A recently analyzed 1,900-year-old papyrus from the Roman Empire has shed new light on ancient tax systems—and tax evasion. The document, originally discovered in the Judean desert in the 1950s and now fully deciphered, outlines an elaborate tax evasion plot involving the sale and manumission of enslaved persons.
“It was an incredibly lucky rediscovery that brought this publication to light eventually,” said Anna Dolganov, a Roman historian and papyrologist at the Austrian Archaeological Institute, in an interview with CBC’s As It Happens. “It’s one of those documents that very few scholars get to work on in the whole of their career.”

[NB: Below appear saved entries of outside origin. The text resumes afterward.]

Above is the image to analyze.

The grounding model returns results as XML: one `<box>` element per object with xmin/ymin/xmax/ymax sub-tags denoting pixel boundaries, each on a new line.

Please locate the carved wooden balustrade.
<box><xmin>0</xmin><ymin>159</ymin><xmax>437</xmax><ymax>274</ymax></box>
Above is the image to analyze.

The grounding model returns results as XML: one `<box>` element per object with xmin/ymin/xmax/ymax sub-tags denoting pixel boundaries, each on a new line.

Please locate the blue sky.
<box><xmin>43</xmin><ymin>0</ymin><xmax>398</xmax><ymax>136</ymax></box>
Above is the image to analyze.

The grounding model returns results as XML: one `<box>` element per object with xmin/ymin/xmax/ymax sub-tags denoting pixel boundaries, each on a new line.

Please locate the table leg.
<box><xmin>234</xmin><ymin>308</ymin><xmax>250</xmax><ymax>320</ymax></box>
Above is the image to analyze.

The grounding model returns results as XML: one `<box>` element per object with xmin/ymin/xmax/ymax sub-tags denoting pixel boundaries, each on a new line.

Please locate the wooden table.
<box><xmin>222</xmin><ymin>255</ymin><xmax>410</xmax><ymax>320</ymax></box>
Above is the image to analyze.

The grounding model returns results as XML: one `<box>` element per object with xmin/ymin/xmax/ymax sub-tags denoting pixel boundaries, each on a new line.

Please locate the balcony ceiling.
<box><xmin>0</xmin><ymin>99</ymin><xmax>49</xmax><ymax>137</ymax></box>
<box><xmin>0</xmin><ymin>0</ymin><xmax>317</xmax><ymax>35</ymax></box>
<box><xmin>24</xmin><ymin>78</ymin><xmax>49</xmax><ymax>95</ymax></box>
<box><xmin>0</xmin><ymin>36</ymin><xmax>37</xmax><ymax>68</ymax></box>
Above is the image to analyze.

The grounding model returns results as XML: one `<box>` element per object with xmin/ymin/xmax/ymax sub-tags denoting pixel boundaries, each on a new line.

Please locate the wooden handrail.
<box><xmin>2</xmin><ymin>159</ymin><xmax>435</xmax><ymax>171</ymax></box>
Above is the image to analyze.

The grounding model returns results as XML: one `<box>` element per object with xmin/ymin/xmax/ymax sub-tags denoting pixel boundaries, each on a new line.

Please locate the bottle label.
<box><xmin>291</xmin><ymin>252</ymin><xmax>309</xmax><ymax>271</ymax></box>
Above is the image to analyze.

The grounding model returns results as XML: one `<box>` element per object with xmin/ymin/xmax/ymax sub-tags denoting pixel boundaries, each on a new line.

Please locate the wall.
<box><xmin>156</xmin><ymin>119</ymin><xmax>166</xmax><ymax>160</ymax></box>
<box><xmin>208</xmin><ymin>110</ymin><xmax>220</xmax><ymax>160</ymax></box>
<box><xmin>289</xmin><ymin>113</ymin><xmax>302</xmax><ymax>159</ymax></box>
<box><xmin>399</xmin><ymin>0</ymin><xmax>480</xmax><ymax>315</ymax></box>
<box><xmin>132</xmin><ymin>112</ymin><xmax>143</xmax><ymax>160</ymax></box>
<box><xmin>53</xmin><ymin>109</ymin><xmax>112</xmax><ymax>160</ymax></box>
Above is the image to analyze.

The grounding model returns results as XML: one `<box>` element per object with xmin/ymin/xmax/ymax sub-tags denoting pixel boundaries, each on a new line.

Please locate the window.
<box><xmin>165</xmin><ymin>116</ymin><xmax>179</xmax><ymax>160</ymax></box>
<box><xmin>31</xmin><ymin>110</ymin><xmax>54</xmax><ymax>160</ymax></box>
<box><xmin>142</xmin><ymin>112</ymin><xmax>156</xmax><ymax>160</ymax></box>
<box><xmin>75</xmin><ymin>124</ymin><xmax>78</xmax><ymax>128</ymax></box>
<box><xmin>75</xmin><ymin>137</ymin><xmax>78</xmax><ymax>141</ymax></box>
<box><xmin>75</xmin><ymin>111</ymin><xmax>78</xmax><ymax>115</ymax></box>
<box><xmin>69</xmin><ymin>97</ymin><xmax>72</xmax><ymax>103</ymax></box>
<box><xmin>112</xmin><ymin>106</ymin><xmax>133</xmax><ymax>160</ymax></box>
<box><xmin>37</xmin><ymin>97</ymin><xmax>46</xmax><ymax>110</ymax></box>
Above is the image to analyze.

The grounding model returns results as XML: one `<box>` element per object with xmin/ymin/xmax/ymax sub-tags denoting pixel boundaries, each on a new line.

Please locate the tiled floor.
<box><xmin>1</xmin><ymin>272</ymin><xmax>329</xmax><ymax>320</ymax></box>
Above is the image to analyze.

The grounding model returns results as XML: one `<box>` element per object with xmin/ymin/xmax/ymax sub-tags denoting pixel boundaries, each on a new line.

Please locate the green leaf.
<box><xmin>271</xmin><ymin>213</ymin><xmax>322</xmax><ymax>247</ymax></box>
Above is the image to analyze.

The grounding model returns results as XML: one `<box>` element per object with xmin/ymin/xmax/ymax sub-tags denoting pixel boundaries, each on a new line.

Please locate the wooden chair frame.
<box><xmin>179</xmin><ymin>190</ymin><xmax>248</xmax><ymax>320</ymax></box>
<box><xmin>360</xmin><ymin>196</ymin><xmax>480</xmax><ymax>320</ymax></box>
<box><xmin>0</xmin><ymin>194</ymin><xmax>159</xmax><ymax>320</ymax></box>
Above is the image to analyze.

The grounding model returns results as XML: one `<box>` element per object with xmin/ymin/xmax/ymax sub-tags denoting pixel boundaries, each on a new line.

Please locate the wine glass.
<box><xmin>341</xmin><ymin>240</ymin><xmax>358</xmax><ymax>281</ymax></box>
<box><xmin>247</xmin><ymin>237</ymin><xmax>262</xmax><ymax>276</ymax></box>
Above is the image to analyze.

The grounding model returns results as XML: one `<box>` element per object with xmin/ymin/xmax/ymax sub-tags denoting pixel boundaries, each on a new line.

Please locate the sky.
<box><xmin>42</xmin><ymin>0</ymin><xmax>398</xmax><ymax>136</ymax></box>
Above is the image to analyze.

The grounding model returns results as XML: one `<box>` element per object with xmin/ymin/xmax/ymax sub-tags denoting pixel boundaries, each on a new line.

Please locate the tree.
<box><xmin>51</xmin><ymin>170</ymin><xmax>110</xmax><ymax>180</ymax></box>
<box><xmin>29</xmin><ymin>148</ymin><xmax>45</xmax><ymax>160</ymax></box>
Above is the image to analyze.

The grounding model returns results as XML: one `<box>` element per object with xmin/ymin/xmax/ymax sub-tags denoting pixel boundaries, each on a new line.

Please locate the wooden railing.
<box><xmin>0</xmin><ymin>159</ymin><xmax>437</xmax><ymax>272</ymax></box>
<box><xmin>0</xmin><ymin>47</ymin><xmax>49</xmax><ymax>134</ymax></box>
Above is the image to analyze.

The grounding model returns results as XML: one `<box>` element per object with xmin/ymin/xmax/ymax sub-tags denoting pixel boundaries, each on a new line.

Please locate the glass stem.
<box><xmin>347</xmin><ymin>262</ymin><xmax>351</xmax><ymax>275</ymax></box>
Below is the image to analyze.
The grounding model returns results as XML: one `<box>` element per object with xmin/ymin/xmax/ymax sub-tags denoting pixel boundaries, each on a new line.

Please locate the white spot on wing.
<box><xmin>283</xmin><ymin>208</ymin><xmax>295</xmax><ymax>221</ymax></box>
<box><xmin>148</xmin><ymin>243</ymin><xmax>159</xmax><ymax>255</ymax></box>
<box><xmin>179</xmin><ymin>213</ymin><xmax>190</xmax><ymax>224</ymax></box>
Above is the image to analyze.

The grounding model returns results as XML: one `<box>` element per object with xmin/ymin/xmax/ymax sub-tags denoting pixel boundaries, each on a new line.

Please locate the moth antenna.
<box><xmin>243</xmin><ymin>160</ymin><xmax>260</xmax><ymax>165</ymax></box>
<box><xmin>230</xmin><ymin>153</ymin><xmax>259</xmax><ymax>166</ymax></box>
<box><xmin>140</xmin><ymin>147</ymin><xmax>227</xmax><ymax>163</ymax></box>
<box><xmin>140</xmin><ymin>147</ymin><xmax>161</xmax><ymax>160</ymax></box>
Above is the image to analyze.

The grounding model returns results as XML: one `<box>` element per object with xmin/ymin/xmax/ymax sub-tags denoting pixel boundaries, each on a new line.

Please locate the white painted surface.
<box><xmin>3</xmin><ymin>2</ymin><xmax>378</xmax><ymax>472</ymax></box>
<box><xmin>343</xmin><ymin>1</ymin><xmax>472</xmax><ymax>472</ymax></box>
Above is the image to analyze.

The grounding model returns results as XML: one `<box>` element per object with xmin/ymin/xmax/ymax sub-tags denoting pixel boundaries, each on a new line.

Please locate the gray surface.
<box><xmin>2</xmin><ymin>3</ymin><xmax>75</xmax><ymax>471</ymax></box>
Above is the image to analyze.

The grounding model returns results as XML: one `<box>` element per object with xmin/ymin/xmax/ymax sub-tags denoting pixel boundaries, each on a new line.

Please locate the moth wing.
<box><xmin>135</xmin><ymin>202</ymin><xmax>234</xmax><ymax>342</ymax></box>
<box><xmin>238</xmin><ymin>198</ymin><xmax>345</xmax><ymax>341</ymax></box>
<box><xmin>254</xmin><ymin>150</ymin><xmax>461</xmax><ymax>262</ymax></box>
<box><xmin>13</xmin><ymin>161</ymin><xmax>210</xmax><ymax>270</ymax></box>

The scroll describes a case involving two men, Gadalias and Saulos—names that suggest Jewish heritage—who exploited the lack of communication between two Roman provincial administrations to hide the sale of slaves and dodge a slew of taxes. At least five types of taxes applied to slavery at the time, including a four percent tax on sales and five percent on manumission.
“What they seem to have done is weaponize the fact that the administrative systems of the two Roman provinces did not routinely communicate with each other,” Dolganov explained.
Intriguingly, one of the accused was the son of a notary, granting him access to tools needed to forge legal documents. Dolganov suggests that beyond financial gain, motives could include religious obligations or personal relationships with the slaves.
Roman punishments for tax evasion were severe, ranging from hard labor to death. “The Romans did not joke about tax evasions,” said Dolganov. “In the worst case, one could be made an example of and executed in an imaginative way—like being thrown to wild beasts in the amphitheatre.”
Ancient tax woes, it seems, are not so distant from today’s reality.